Mets fans can be forgiven for not releasing the euphoria of being rid of the Wilpons quite yet. Beware though; good fortune comes with strings attached…
Mets fans have every reason to be delirious in knowing the Wilpons are exiled from Metland, and that a free-spending billionaire is coming on board to take their place.
But before we get too giddy about Steve Cohen and visions of expensive free-agents dancing in our head, let’s sober up to understand a few things about Steve Cohen’s character that will shape the Mets organization for decades to come.
Two peas from the same pod
Everything about Steve Cohen translates perfectly to George Steinbrenner, the Yankees former principal owner known for his brashness, oversized ego, free-spending ways, and the win at all cost – take no prisoners – stamp he etched on the Yankees.
Like Steinbrenner, Steve Cohen is a self-made man who has more money than he knows what to do with. Check that – Cohen loves his extravagant toys.
Cohen spent a reported $8-12 million on a shark suspended in formaldehyde titled “The Physical Impossibility of Death in the Mind of Someone Living.” He paid $155 million on a Picasso painting that Las Vegas tycoon Steve Wynn accidentally put his elbow through.
Cohen’s mansion in Greenwich, Connecticut, has a 6,734 sq.ft. Ice skating rink, complete with a Zamboni and its own storage cottage.
Cohen’s art collection valued at $1.3 billion alone is enough to sign The Big Three free-agents – Gerrit Cole, Stephen Strasburg, and Anthony Rendon – with still enough to sprinkle in Dellin Betances, Dallas Keuchel, and the Wilpon’s big splash of yesterday, center fielder Jake Marisnick.

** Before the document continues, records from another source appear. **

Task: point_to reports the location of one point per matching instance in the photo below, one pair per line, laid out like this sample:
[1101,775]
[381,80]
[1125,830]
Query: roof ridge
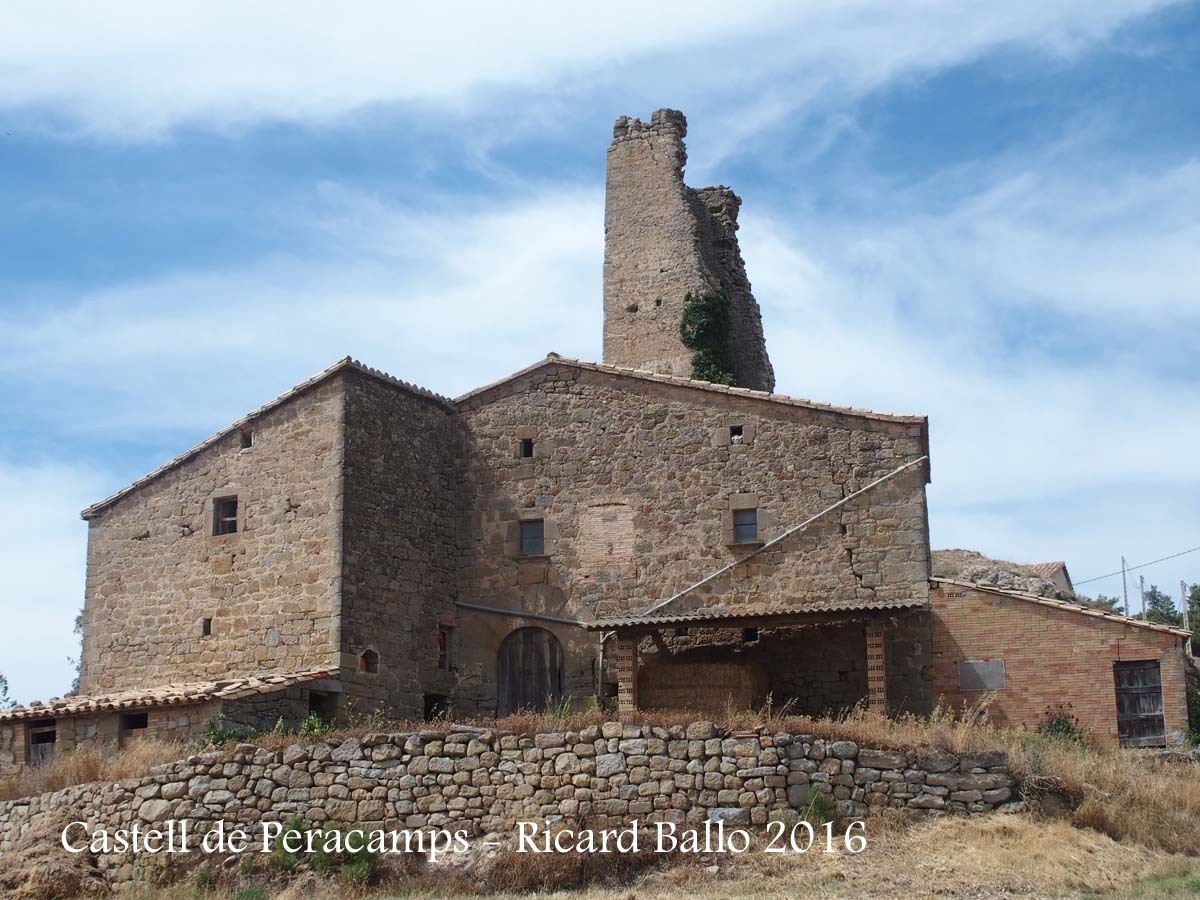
[684,382]
[1062,605]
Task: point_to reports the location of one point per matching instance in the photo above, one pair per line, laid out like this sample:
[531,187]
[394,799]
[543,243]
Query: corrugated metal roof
[1116,618]
[723,612]
[181,694]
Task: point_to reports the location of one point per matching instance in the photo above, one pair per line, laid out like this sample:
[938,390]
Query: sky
[987,214]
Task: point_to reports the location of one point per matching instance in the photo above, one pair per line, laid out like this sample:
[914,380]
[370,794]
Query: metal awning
[726,617]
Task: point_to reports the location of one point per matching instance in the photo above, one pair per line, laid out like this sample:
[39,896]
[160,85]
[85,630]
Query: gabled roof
[553,359]
[184,694]
[346,363]
[1116,618]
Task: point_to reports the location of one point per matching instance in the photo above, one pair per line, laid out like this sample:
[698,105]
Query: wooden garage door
[528,671]
[1139,703]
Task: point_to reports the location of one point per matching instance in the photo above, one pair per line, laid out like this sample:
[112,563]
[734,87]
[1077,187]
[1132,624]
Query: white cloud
[42,549]
[136,70]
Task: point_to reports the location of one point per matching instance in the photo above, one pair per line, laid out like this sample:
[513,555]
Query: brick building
[1121,678]
[574,532]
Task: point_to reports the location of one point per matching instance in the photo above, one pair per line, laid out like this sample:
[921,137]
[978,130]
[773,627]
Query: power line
[1132,568]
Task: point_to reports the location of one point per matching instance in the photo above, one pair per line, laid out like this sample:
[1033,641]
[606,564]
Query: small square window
[225,515]
[533,538]
[135,721]
[745,526]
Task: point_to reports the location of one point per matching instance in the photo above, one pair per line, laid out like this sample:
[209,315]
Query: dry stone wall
[485,781]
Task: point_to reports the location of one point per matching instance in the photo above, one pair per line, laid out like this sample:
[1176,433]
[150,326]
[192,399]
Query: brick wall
[155,569]
[1051,657]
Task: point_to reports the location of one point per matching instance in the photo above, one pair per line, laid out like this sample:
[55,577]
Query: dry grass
[982,858]
[81,767]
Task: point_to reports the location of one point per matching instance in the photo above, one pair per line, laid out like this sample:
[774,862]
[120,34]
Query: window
[533,538]
[745,526]
[42,736]
[225,515]
[982,675]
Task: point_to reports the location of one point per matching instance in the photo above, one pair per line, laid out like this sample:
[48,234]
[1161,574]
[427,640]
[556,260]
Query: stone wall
[156,571]
[1051,657]
[481,781]
[406,508]
[649,466]
[664,240]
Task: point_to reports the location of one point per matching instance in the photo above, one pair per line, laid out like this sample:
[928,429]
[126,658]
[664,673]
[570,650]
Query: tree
[77,661]
[1161,609]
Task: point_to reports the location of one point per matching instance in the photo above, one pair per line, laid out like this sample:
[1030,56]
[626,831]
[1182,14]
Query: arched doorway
[528,671]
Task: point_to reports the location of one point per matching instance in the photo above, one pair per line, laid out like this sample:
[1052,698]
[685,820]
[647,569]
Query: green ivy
[705,329]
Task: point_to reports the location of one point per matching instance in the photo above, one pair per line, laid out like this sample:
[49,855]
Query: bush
[705,329]
[1061,724]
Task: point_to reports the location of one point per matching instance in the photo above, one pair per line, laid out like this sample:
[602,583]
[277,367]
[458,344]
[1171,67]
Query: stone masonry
[486,781]
[663,240]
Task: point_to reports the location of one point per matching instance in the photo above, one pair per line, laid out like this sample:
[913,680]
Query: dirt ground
[981,858]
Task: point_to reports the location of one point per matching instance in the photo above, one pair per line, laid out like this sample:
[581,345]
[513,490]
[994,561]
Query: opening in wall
[533,538]
[745,526]
[225,515]
[323,705]
[43,735]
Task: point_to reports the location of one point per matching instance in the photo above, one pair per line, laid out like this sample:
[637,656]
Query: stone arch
[529,671]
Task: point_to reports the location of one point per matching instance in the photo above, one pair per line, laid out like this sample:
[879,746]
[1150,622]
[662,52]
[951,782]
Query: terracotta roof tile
[183,694]
[1065,605]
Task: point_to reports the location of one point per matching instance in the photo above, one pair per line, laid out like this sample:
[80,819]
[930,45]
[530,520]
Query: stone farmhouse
[611,532]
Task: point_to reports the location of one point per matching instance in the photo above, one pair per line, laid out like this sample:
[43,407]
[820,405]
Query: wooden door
[1139,703]
[528,671]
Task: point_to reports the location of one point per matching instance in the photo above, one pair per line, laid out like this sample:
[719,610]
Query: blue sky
[987,215]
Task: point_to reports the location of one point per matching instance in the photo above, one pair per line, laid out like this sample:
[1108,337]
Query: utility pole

The Mets – Steve Cohen’s new toy
You get the idea. Now, Steve Cohen has a new toy – the New York Mets. The Mets happen to be the team Cohen grew up loving along with his family on Long Island. As soon as he could, Cohen bought a small 4% share in the Mets.
In a time much less than the five years being reported, Steve Cohen will own 80% of the New York Mets. With each infusion of cash, he can muster up gradual control of the Mets – and he is not one to work slowly on anything.
In 2017, Cohen was almost brought to his knees as federal investigators looked for and found grand schemes of insider trading within his hedge funds.
Cohen was never charged but suffered regulatory pushback over the charges, which resulted in $1.8 billion in fines following an agreement with the Securities and Exchange Commission in 2016. Three years later, here he is buying the Mets.
It’s no coincidence George Steinbrenner had his brushes with the law. And it will be no coincidence either when Steve Cohen looks and acts like Steinbrenner in everything he does as the Mets principal owner.
He will hire and fire at will. No one will be safe from his tyranny – or goodwill – depending on whose side you appear to be on any given day.
Steve Cohen – Here, There, and Everywhere
Steve Cohen will be everywhere, playing with the Mets as his new toy. He will dominate New York Newspapers and talk radio. We’ll see him at every game in his owner’s box, as well as at road games for critical games.
We’ll see him in the clubhouse congratulating or cajoling players at will – a la George Steinbrenner in his heyday.
And we’ll see Cohen in constant “communication” with his General Manager, Brodie Van Wagenen. Conversations, which for the most part, will be one-sided with Van Wagenen doing a lot of nodding.
From there, it will be up to Van Wagenen to decipher between Cohen when he is venting and Cohen when he means, “Get this done – or else.” On this, Van Wagenen may want to pal up with Aaron Boone and Joe Torre for advice on handling an alpha personality.
Self-made men like Cohen and Steinbrenner are unique by definition. They are who they are, and they don’t change. We have another of the same brand living in the White House.
Mets Fans: This will be an adventure
Now look, this is not to put a damper on the euphoria we all feel as Mets fans in ridding the team of the Wilpons. Without a doubt, the Mets are in better hands and circumstances than they were a week ago.
But we need to understand we are trading in a couple of pussycats for a lion. Steve Cohen does not run a family business – he is the business.
Free spending, he will be. In return, however, Cohen will be hands-on, brash, and belligerent at times. We probably won’t “like” him, but we will always respect the fact he is doing everything he can to put a winning team on the field at all times – a la Mr. Steinbrenner.
One thing we can be sure of is the Mets will never be the same. Let the adventure begin.